At his first press conference, the former Ways and Means chairman emphasized that his team is reviewing the administrative budget started by former Gov. Neil Abercrombie. We’ll likely see more penny-pinching than lavish spending in Ige’s first year in office.


2. Neighbor Islands count

Lt. Gov. Shan Tsutsui, originally appointed lieutenant governor by Abercrombie, will maintain his Maui office, with some cost-cutting measures to make it affordable, Ige says. Having a second-in-command who has to fly to Honolulu is an ever-present reminder that the administration represents the state’s interests, not just O‘ahu’s.

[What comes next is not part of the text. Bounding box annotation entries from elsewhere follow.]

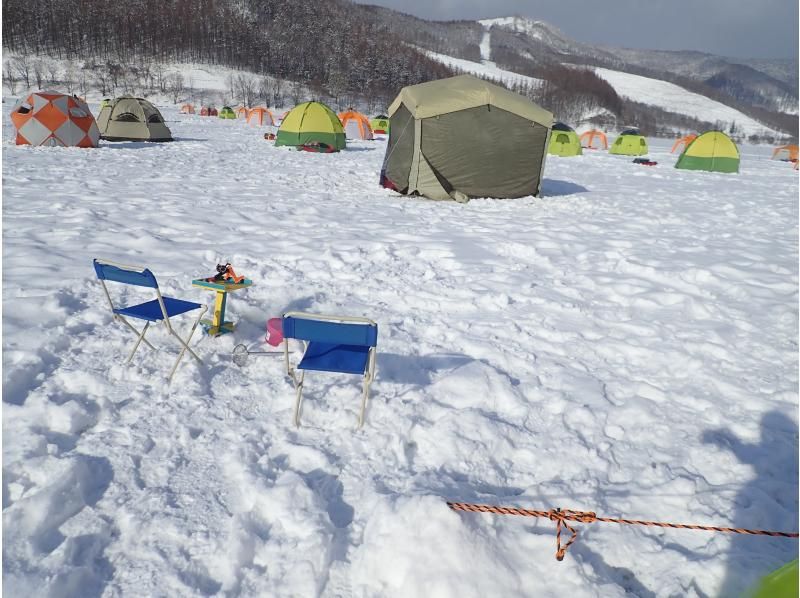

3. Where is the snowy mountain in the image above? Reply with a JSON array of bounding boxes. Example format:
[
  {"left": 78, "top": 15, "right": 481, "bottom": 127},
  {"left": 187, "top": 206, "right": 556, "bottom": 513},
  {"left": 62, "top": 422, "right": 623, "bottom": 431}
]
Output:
[{"left": 2, "top": 103, "right": 798, "bottom": 598}]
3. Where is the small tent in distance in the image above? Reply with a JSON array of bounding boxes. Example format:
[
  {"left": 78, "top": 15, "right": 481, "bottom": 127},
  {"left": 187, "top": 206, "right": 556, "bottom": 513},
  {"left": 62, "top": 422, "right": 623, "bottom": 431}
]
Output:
[
  {"left": 275, "top": 102, "right": 347, "bottom": 151},
  {"left": 547, "top": 122, "right": 583, "bottom": 158},
  {"left": 369, "top": 114, "right": 389, "bottom": 135},
  {"left": 608, "top": 129, "right": 647, "bottom": 156},
  {"left": 770, "top": 145, "right": 797, "bottom": 162},
  {"left": 339, "top": 109, "right": 374, "bottom": 140},
  {"left": 381, "top": 75, "right": 553, "bottom": 201},
  {"left": 11, "top": 91, "right": 100, "bottom": 147},
  {"left": 669, "top": 133, "right": 697, "bottom": 154},
  {"left": 247, "top": 106, "right": 275, "bottom": 127},
  {"left": 580, "top": 129, "right": 608, "bottom": 150},
  {"left": 675, "top": 131, "right": 739, "bottom": 172},
  {"left": 217, "top": 106, "right": 236, "bottom": 120},
  {"left": 97, "top": 96, "right": 172, "bottom": 141}
]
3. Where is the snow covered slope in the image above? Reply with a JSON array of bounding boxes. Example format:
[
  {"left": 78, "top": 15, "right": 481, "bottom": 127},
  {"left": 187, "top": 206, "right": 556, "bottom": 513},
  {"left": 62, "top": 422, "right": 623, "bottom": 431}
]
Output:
[
  {"left": 420, "top": 49, "right": 542, "bottom": 85},
  {"left": 594, "top": 68, "right": 781, "bottom": 136},
  {"left": 2, "top": 105, "right": 798, "bottom": 598}
]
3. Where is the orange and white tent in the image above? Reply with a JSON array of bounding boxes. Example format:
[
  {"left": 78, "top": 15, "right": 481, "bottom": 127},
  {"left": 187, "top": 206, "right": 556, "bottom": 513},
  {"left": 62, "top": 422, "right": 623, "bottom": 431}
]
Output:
[
  {"left": 247, "top": 106, "right": 276, "bottom": 127},
  {"left": 669, "top": 133, "right": 697, "bottom": 154},
  {"left": 581, "top": 129, "right": 608, "bottom": 149},
  {"left": 772, "top": 145, "right": 797, "bottom": 163},
  {"left": 339, "top": 110, "right": 374, "bottom": 139},
  {"left": 11, "top": 91, "right": 100, "bottom": 147}
]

3. Public education is a priority

Ige is a product of Hawai‘i public schools and the University of Hawai‘i. He made education a primary focus in his campaign and he reiterated his commitment to the statewide public school system in his first speech as governor. First Lady Dawn Amano Ige took leave from her job as vice principal at Kanoelani Elementary School to help with the campaign.


4. Plays well with others

Ige talks a lot about teamwork and collaboration. After spending 29 years in the state Legislature, that could translate to a better working relationship with lawmakers than Hawai‘i has seen in recent years. Some of those lawmakers likely will take jobs within the administration. When asked, Ige didn’t discount the possibility.


5. Accessibility and transparency are important

At his first press conference, Ige said he had planned to do weekly press conferences—joking that the media might get sick of him. However, his communications team advised him to be as open as possible without promising weekly encounters.


6. Family matters; so do chores

The first thing he did in his inaugural speech was acknowledge his wife, Dawn, as the one person who has been with him every day of the past 29 years.  Even before he introduced himself, he credited her help and support.

Asked when he and his family would move to Washington Place, he said it would be after his three kids have cleaned their rooms because he and his wife Dawn won’t be doing it for them.


7. He’s not long-winded

His first press conference was scheduled for an hour, but lasted a little more than 20 minutes. He opened the floor to questions right away, without giving an opening statement.


8. This governor might be on-time

If the inauguration was any indication, the new administration will be pretty punctual. The planned ceremonial program ended 15 minutes before noon. So organizers vamped and asked Raiatea Helm, who performed the “Star-Spangled Banner,” to sing more songs until noon when the law would allow Chief Justice Mark Recktenwald to swear in the governor and lieutenant governor.


9. Looking for “transformative” leaders

Ige says that Hawai‘i won’t be transformed solely by a new governor and administration, but by working with people who share his core values. For the transition, many of Abercrombie’s cabinet and staffers have agreed to stay on for the first 30 days of Ige’s administration.


10. Public engagement is crucial

Ige, who enjoyed a landslide victory with 66 percent of the vote, said he was “terrified” by the low voter turnout in last month’s general election. He wants community organizers on his team to get more Hawai‘i folks to take ownership in government.


11. Won’t feed on controversy

Over the past few years the state and counties have dealt with several divisive issues, including same-sex marriage and the on-going debate over genetically modified organisms, or GMOs. “Outside money that seeks to divide us on passing issues; hurtful and personal attacks that have nothing to do with the issues themselves; emotional appeals that feed on prejudices and stereotypes… they all have nothing to do with who we are.”